Tuesday, October 09, 2007
Took my brother to the airport yesterday morning at 4:30 a.m. after an allnighter. The website is about 1/2 finished, worked on it all day yesterday, and think that my part will be finished today, and I will be back in the studio tomorrow. Spending so long looking at all my old work has provided some great perspective, and given me pause to think about my future direction. This reflection is good, because these 14-20 hour days at the computer are a bit mind-numbing.
Saturday, October 06, 2007
Picked up my brother at the airport this morning, and have spent the whole day working on my website. He does code, and I do image prep gruntwork. Linking and more linking. The dilemma of what to do with all those old fuzzy transfers from slides that will now be sitting next to new crispy digital images. It will be a late night and will go well into tomorrow night. He goes back early Monday morning, but all the pages may not be live till next week. But back to painting on Monday, the two-day break creating a hunger that will make for some productive days, me thinks.
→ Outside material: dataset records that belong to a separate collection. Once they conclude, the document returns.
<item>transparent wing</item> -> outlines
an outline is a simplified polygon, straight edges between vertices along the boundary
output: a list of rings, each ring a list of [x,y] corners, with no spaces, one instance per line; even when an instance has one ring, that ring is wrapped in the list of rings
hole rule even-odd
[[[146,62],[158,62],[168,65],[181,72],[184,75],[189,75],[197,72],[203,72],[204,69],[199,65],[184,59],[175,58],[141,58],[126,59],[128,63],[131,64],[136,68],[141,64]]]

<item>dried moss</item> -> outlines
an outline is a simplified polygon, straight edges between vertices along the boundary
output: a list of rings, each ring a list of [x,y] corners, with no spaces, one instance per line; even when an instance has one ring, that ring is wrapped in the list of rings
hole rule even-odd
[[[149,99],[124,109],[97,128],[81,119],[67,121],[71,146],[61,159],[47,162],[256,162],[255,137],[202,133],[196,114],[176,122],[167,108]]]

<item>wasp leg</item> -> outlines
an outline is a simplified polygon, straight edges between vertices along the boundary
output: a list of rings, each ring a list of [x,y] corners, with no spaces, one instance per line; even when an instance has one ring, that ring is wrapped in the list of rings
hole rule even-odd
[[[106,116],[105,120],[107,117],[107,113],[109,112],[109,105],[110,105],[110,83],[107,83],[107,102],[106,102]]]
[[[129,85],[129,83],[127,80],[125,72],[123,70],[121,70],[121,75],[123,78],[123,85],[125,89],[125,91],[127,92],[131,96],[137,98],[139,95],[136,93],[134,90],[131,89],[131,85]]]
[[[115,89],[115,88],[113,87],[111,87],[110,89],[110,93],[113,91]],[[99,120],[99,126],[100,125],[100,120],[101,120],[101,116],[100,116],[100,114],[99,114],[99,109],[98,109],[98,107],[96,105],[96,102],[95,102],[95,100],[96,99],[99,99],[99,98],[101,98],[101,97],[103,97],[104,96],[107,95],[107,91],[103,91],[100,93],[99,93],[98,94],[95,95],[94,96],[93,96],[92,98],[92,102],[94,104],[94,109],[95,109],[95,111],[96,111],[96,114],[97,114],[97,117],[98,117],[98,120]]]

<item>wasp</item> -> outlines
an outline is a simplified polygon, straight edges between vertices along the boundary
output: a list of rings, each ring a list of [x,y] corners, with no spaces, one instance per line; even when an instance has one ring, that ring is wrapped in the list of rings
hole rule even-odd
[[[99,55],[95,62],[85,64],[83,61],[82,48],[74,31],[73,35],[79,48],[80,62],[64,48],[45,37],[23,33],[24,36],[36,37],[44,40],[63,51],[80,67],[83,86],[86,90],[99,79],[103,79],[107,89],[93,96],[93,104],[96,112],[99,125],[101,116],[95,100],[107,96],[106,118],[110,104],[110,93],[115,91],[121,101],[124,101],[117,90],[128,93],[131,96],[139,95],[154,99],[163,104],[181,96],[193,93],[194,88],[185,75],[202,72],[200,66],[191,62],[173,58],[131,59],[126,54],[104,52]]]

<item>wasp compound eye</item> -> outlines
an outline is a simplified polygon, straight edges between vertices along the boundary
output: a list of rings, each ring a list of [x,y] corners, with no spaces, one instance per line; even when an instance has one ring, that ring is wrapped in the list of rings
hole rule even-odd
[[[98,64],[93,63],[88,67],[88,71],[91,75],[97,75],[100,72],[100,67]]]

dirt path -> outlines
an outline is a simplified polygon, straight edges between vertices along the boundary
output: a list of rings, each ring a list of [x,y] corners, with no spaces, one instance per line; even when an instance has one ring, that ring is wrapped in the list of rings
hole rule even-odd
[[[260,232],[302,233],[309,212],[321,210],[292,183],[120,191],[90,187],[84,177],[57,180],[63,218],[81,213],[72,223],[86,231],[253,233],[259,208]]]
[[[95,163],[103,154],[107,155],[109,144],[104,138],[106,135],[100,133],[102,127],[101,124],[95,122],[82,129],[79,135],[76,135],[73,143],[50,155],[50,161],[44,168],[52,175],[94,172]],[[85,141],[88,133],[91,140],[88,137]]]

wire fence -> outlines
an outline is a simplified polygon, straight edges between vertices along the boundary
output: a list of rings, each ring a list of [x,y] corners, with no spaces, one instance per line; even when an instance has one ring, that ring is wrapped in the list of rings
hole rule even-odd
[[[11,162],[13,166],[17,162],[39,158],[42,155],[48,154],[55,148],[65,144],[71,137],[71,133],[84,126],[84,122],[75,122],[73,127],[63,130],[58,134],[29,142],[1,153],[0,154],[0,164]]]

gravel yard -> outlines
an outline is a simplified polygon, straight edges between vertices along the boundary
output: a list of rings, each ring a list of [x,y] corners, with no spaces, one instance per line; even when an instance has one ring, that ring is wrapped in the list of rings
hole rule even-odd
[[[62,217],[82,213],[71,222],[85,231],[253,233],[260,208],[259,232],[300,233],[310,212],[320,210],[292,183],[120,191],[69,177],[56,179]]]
Oh, and a great article on Louise Bourgeois, one of my personal heroes, over at Guardian Arts.
Thursday, October 04, 2007
Wednesday, October 03, 2007
Tuesday, October 02, 2007
Monday, October 01, 2007
When I lived in Miami, I once got so disgusted with all the trendy partiers unwittingly leaning against the art in the galleries that I was tempted to make a film about it, concluding with interviews of the people exiting the gallery, putting them on the spot by asking them to describe their favorite piece.